Let's take a look at the saved FASTA file for a quick sanity check.

In [None]:
#Print header lines from protein FASTA file
!head sequences.fasta

## Predicting properties from generated protein sequences using PGP
[PGP](https://github.com/hefeda/PGP) is an open-source tool that can be used to rapidly analyze protein sequences to predict properties such as secondary structure, gene ontology, subcellular localization, and [more](https://www.sciencedirect.com/science/article/pii/S2001037022005086#s0020).

We will use [PGP](https://github.com/hefeda/PGP) here to analyze the sequences generated with ProtGPT2 above to get a better understanding of their properties and the occurrence of desired features.

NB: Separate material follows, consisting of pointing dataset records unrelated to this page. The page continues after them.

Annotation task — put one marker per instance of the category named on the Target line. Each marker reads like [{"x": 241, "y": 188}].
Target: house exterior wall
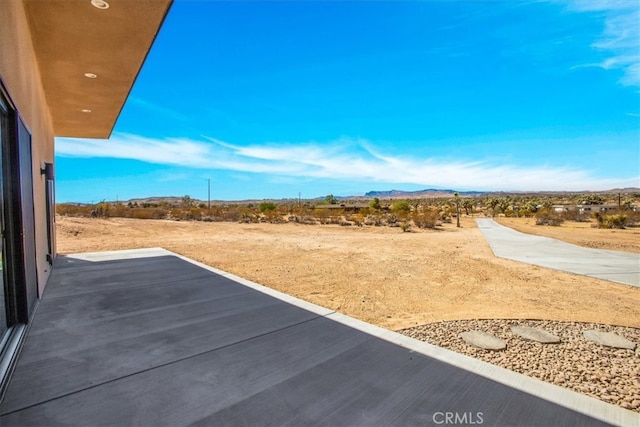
[{"x": 21, "y": 77}]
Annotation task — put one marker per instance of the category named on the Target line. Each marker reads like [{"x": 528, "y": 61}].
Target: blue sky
[{"x": 273, "y": 99}]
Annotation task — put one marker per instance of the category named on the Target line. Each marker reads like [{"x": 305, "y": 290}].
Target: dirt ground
[
  {"x": 580, "y": 233},
  {"x": 380, "y": 274}
]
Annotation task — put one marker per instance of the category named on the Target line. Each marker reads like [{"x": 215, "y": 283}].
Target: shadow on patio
[{"x": 148, "y": 337}]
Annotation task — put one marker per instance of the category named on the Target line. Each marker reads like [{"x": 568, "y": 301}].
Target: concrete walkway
[
  {"x": 620, "y": 267},
  {"x": 150, "y": 338}
]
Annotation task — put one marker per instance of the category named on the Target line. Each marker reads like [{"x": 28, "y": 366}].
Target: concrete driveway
[{"x": 620, "y": 267}]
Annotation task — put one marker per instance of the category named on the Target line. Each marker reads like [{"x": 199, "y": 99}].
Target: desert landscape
[
  {"x": 428, "y": 284},
  {"x": 382, "y": 275}
]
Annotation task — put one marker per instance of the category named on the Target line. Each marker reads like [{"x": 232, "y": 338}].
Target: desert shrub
[
  {"x": 74, "y": 209},
  {"x": 400, "y": 207},
  {"x": 267, "y": 206},
  {"x": 375, "y": 204},
  {"x": 151, "y": 213},
  {"x": 427, "y": 219},
  {"x": 548, "y": 217},
  {"x": 575, "y": 215},
  {"x": 611, "y": 221}
]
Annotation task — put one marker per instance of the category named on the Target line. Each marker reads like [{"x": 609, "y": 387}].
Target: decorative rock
[
  {"x": 535, "y": 334},
  {"x": 483, "y": 340},
  {"x": 608, "y": 339}
]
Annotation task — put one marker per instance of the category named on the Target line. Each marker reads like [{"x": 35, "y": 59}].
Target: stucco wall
[{"x": 21, "y": 77}]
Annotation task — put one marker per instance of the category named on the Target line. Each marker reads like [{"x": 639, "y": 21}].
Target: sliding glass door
[{"x": 5, "y": 321}]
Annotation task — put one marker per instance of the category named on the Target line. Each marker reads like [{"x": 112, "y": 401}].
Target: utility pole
[{"x": 457, "y": 196}]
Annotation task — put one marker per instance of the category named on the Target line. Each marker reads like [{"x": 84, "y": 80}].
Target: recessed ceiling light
[{"x": 100, "y": 4}]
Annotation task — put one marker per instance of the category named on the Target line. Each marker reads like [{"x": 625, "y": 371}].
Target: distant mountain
[{"x": 430, "y": 192}]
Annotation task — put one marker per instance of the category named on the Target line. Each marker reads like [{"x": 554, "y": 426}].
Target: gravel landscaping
[{"x": 609, "y": 374}]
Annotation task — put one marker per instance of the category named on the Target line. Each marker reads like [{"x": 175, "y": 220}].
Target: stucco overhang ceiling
[{"x": 89, "y": 54}]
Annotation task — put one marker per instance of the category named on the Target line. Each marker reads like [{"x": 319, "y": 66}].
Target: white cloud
[
  {"x": 343, "y": 159},
  {"x": 620, "y": 38}
]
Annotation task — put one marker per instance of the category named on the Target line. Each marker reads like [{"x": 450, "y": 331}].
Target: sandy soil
[
  {"x": 379, "y": 274},
  {"x": 580, "y": 233}
]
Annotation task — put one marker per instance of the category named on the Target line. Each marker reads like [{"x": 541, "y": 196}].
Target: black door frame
[{"x": 16, "y": 255}]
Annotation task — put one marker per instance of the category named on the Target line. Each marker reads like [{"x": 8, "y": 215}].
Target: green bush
[
  {"x": 548, "y": 217},
  {"x": 267, "y": 206},
  {"x": 611, "y": 221}
]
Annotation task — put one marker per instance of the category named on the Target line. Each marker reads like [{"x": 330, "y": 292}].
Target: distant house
[
  {"x": 597, "y": 208},
  {"x": 347, "y": 207}
]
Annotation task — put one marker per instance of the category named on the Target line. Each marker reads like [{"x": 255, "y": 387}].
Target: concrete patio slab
[
  {"x": 619, "y": 267},
  {"x": 203, "y": 347}
]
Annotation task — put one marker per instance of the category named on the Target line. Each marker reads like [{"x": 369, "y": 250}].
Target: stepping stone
[
  {"x": 608, "y": 339},
  {"x": 535, "y": 334},
  {"x": 483, "y": 340}
]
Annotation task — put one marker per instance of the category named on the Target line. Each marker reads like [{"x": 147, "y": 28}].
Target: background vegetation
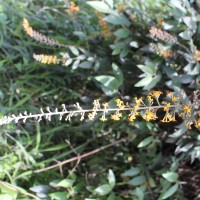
[{"x": 133, "y": 160}]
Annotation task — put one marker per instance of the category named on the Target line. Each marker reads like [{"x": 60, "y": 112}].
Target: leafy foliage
[{"x": 58, "y": 52}]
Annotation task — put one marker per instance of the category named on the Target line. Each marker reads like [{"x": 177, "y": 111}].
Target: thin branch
[
  {"x": 79, "y": 157},
  {"x": 17, "y": 190}
]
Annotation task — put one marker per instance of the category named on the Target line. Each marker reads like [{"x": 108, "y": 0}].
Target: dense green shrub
[{"x": 126, "y": 56}]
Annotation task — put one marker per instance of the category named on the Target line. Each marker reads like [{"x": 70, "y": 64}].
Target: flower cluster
[
  {"x": 38, "y": 36},
  {"x": 146, "y": 108},
  {"x": 162, "y": 35}
]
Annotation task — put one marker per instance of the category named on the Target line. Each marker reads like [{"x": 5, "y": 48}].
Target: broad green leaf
[
  {"x": 169, "y": 192},
  {"x": 74, "y": 50},
  {"x": 90, "y": 199},
  {"x": 111, "y": 178},
  {"x": 132, "y": 172},
  {"x": 109, "y": 84},
  {"x": 144, "y": 81},
  {"x": 117, "y": 19},
  {"x": 138, "y": 180},
  {"x": 177, "y": 4},
  {"x": 40, "y": 189},
  {"x": 122, "y": 33},
  {"x": 68, "y": 62},
  {"x": 100, "y": 6},
  {"x": 6, "y": 197},
  {"x": 85, "y": 65},
  {"x": 58, "y": 195},
  {"x": 134, "y": 44},
  {"x": 112, "y": 196},
  {"x": 124, "y": 52},
  {"x": 170, "y": 176},
  {"x": 146, "y": 69},
  {"x": 186, "y": 35},
  {"x": 110, "y": 3},
  {"x": 66, "y": 183},
  {"x": 103, "y": 189},
  {"x": 145, "y": 142},
  {"x": 118, "y": 73},
  {"x": 116, "y": 51}
]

To begin, we need to clone the PGP repository locally and install its dependencies and run the predictors.

In [None]:
# Clone the PGP repository locally
!git clone https://github.com/hefeda/PGP.git

PGP relies on _torch_. If the library isn't already installed on your system, expect installation to take around tens minutes or so.

In [None]:
# Install the minimal requirements
!pip install -r PGP/requirements_minimal.txt

In [None]:
# Predict features using PGP
!python PGP/prott5_batch_predictor.py --input sequences.fasta --output predictions --fmt ss,cons,dis,mem,bind,go,subcell,tucker

## Reading predictions and querying sequences based on desired properties
Lastly, we will load the predicted properties and use them to query the sequences for desired features.

In [None]:
from PGP.notebooks.utils import load_data

In [None]:
predicted_features = load_data(pathlib.Path('predictions'))

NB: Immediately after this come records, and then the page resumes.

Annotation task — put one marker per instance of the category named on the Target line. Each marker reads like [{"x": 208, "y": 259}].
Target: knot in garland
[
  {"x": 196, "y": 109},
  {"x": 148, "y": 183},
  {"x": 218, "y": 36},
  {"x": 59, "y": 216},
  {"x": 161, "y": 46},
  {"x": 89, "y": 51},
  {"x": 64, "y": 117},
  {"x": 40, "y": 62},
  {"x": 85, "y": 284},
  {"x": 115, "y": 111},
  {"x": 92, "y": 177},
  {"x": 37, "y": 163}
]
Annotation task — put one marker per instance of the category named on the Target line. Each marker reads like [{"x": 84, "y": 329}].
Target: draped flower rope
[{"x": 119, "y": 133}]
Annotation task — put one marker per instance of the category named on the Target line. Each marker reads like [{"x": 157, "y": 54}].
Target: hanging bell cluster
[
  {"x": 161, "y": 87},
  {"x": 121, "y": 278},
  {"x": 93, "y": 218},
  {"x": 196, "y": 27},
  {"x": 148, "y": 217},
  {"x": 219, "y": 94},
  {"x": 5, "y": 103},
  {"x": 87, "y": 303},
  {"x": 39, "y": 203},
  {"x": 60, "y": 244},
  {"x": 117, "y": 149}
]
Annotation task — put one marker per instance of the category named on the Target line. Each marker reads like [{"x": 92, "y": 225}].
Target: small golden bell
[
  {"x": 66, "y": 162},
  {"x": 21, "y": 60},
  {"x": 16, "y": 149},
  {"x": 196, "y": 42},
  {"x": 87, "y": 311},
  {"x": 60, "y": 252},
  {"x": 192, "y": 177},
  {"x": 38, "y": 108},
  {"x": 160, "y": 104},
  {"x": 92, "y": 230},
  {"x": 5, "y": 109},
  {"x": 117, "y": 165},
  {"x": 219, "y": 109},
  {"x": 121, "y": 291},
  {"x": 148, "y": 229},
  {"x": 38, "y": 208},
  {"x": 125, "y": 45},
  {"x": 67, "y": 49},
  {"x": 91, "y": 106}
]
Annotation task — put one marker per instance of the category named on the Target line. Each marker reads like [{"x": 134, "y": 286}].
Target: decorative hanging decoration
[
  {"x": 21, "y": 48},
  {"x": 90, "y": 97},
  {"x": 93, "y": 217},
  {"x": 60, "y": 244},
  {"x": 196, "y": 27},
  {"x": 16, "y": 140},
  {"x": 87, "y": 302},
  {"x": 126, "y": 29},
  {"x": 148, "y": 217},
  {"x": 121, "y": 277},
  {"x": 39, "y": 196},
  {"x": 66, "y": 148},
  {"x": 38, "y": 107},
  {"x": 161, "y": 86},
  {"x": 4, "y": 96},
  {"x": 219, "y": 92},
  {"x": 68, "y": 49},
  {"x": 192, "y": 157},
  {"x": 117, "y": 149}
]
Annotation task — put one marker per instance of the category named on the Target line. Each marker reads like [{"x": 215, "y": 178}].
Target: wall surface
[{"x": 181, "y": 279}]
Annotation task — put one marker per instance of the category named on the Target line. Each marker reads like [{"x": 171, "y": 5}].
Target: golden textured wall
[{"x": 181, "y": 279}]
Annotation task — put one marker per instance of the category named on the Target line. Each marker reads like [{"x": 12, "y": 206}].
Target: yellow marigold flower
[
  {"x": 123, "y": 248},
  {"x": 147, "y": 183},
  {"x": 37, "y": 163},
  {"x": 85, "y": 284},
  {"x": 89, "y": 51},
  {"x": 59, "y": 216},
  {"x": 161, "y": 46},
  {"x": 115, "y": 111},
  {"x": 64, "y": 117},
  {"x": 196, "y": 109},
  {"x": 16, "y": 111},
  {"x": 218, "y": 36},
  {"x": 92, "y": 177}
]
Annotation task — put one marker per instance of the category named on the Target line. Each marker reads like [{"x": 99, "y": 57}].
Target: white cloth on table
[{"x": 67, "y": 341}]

## Short sequences without transmembrane strands, binding to small molecules

In the example above, we limited our ProtGPT2 request to generate only 100 sequences to minimize runtime.  In a production workflow, we would typically work with more complex queries on a much larger generated dataset of sequences.  To increase the likelihood of finding a complex, pharmacologically relevant sequence in our smaller sample set, we will query for sequences that:
- Are longer than 100 residues
- Do not include transmembrane strand content
- Bind to small molecules

Lastly we return the sequences ordered by longest sequences with most transmembrane and small molecule binding content. We will print the first ten sequences here. Take a look at the query body for some of the example features that can be inspected, and feel free to manipulate them to change your filtered sequence set.

In [None]:
filtering_order = ['length', 'transmembrane_strand_percent', 'small_percent']

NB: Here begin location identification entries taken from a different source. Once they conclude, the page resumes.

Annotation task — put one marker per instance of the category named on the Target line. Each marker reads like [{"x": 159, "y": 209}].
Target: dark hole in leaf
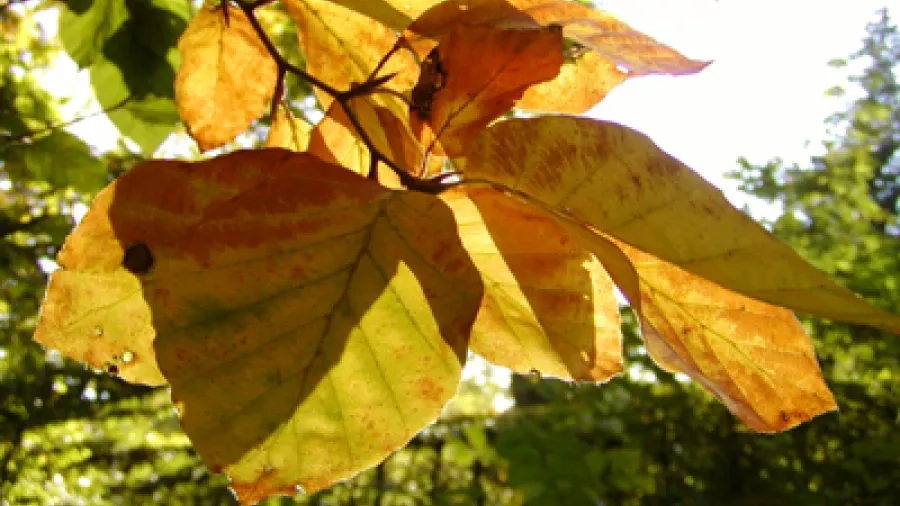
[{"x": 138, "y": 258}]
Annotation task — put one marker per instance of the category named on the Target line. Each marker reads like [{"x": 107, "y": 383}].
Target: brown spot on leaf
[{"x": 138, "y": 258}]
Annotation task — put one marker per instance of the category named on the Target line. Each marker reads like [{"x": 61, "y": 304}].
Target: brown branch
[
  {"x": 433, "y": 185},
  {"x": 28, "y": 136}
]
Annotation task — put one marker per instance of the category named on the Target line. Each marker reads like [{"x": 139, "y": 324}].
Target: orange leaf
[
  {"x": 475, "y": 91},
  {"x": 226, "y": 77},
  {"x": 335, "y": 140},
  {"x": 755, "y": 357},
  {"x": 288, "y": 132},
  {"x": 579, "y": 86},
  {"x": 548, "y": 304},
  {"x": 619, "y": 43},
  {"x": 343, "y": 47},
  {"x": 617, "y": 181},
  {"x": 309, "y": 321}
]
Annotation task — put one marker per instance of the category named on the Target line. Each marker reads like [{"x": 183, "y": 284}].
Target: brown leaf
[
  {"x": 579, "y": 86},
  {"x": 548, "y": 304},
  {"x": 226, "y": 77},
  {"x": 476, "y": 91},
  {"x": 309, "y": 321}
]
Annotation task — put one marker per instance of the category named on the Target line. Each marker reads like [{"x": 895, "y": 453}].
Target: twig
[
  {"x": 27, "y": 136},
  {"x": 434, "y": 185}
]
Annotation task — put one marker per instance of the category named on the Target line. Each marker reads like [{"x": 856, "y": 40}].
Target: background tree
[{"x": 72, "y": 436}]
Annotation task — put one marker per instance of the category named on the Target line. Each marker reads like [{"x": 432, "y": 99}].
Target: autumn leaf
[
  {"x": 309, "y": 321},
  {"x": 226, "y": 77},
  {"x": 396, "y": 14},
  {"x": 580, "y": 85},
  {"x": 614, "y": 50},
  {"x": 288, "y": 132},
  {"x": 343, "y": 47},
  {"x": 335, "y": 139},
  {"x": 548, "y": 304},
  {"x": 475, "y": 91},
  {"x": 617, "y": 181},
  {"x": 754, "y": 357}
]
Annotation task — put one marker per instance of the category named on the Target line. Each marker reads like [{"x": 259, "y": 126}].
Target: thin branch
[
  {"x": 28, "y": 136},
  {"x": 434, "y": 185}
]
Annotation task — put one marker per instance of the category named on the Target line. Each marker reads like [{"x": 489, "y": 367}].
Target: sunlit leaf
[
  {"x": 475, "y": 91},
  {"x": 343, "y": 47},
  {"x": 616, "y": 180},
  {"x": 548, "y": 304},
  {"x": 579, "y": 86},
  {"x": 85, "y": 26},
  {"x": 226, "y": 77},
  {"x": 310, "y": 319},
  {"x": 396, "y": 14},
  {"x": 596, "y": 29},
  {"x": 334, "y": 139},
  {"x": 288, "y": 132}
]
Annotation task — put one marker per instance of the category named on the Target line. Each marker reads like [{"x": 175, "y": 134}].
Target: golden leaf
[
  {"x": 309, "y": 321},
  {"x": 226, "y": 77},
  {"x": 475, "y": 91},
  {"x": 617, "y": 181},
  {"x": 548, "y": 304}
]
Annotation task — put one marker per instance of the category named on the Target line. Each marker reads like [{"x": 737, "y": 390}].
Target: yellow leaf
[
  {"x": 335, "y": 140},
  {"x": 548, "y": 304},
  {"x": 343, "y": 47},
  {"x": 308, "y": 318},
  {"x": 226, "y": 77},
  {"x": 579, "y": 86},
  {"x": 475, "y": 91},
  {"x": 396, "y": 14},
  {"x": 755, "y": 357},
  {"x": 617, "y": 181},
  {"x": 288, "y": 132},
  {"x": 609, "y": 37}
]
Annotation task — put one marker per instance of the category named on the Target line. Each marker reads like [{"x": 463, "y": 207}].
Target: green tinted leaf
[
  {"x": 60, "y": 159},
  {"x": 86, "y": 25}
]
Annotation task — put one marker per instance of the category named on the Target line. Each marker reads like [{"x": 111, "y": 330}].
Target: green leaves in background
[
  {"x": 40, "y": 161},
  {"x": 129, "y": 48}
]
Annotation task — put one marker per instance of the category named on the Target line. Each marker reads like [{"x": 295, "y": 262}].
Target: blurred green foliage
[{"x": 69, "y": 435}]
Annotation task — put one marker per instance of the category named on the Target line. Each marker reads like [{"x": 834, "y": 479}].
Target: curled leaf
[
  {"x": 226, "y": 77},
  {"x": 309, "y": 321},
  {"x": 617, "y": 181},
  {"x": 548, "y": 304}
]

for sequence in predicted_features.query(
    '''
    length > 100 and\
    transmembrane_strand_count == 0  and\
    small_count > 0 
    '''
)[:9].sort_values(filtering_order, ascending=False).to_records():
    print(f"Header: {sequence.header}")
    print(f"Sequence length: {sequence.length}")
    print(f"Transmembrane strand content: {sequence.transmembrane_strand_percent*100:0.2f}%")
    print(f"Small-molecule binding content: {sequence.small_percent*100:0.2f}%")
    print("---------------")

## Conclusion
In this notebook, we've walked through an example workflow generating protein sequences and analyzing their properties for desired features, covering:

 - How to configure the BioNeMo Service API
 - Generating protein sequences with the ProtGPT2 model
 - Understand the properties of the generated sequences using PGP
   
While this notebook demonstrates some of the rich capabilities of the BioNeMo service, this would just be the beginning of a production end-to-end drug discovery pipeline. As a next step, consider using the BioNeMo folding services to predict the structures of the sequences you generated!